The first pitch (5.7) starts by working up a gully to a large right-facing corner with a bush at its base. The bush can be avoided by climbing a short, small corner to the right, and stepping back left to the larger corner above the bush. As of this writing, there is a rusty soft iron pin that, if solid, would protect the step left. (As hinted, the pin is loose, although it wouldn’t come out by hand). Climb the corner for maybe 40 feet, until possible to traverse left and up, past another corner system, to a third corner system, staying above (and out of) some more bushes. Move up this third corner system, using the prow on the left, until under a roof. Belay from gear (uses at least one 3.5-4 inch cam) and a small foot ledge under the roof.
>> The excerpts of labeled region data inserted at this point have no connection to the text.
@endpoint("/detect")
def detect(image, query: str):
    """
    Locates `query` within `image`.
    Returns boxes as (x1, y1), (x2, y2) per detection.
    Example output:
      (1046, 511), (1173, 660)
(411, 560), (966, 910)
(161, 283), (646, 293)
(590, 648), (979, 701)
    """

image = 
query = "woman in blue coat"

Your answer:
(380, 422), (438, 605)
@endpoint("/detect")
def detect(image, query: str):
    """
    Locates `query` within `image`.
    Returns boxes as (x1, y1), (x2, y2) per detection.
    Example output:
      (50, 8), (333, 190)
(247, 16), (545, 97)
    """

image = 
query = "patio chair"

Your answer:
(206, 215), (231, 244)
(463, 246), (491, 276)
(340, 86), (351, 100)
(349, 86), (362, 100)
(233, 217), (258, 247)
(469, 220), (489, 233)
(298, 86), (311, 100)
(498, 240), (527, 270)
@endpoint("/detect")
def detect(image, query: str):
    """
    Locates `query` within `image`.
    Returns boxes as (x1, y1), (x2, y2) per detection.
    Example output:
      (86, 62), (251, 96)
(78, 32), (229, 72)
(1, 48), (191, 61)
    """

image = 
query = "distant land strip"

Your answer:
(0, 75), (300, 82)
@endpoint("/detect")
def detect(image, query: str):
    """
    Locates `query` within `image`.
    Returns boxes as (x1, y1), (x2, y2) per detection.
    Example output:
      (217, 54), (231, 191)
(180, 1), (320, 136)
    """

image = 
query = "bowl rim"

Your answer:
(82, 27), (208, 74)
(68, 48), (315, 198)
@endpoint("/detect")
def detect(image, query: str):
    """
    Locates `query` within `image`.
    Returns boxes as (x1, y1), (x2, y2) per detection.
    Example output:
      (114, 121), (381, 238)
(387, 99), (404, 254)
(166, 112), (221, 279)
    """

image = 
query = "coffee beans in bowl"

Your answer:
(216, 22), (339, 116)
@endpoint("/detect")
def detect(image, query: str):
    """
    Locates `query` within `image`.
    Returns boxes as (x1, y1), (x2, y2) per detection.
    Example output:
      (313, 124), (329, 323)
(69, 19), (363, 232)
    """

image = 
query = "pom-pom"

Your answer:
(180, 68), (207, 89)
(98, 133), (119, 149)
The second pitch jams and laybacks out the roof-crack (5.9) just right of the stance. Easy ground above the roof leads to a ledge with chain anchors, but ignore them and continue up a crack to a bulge. After surmounting the bulge, step left around the buttress back onto the face and climb near the buttress to the top (it is possible on the face to clip a bolt or two on Mad Calf Disease, but the climbing is easy enough that it’s likely not necessary). Belay from Mad Calf's anchors.

See the photo-topo on the post for Starstruck.


See the approach for Starstruck. Once on the ledge system, walk east on the trail to where it begins to slope down. To the right is a blunt buttress with a few bolts. The first pitch begins just right of the blunt buttress, in a short gully leading to a somewhat ugly looking, right-facing corner.


Standard trad rack; include at least one 3.5-4 inch cam for the belay atop the first pitch. Can make one long rappel (two 60 meter ropes) or two rappels (stopping at a two-bolt hanging stance about halfway down) to get back to the ledge system.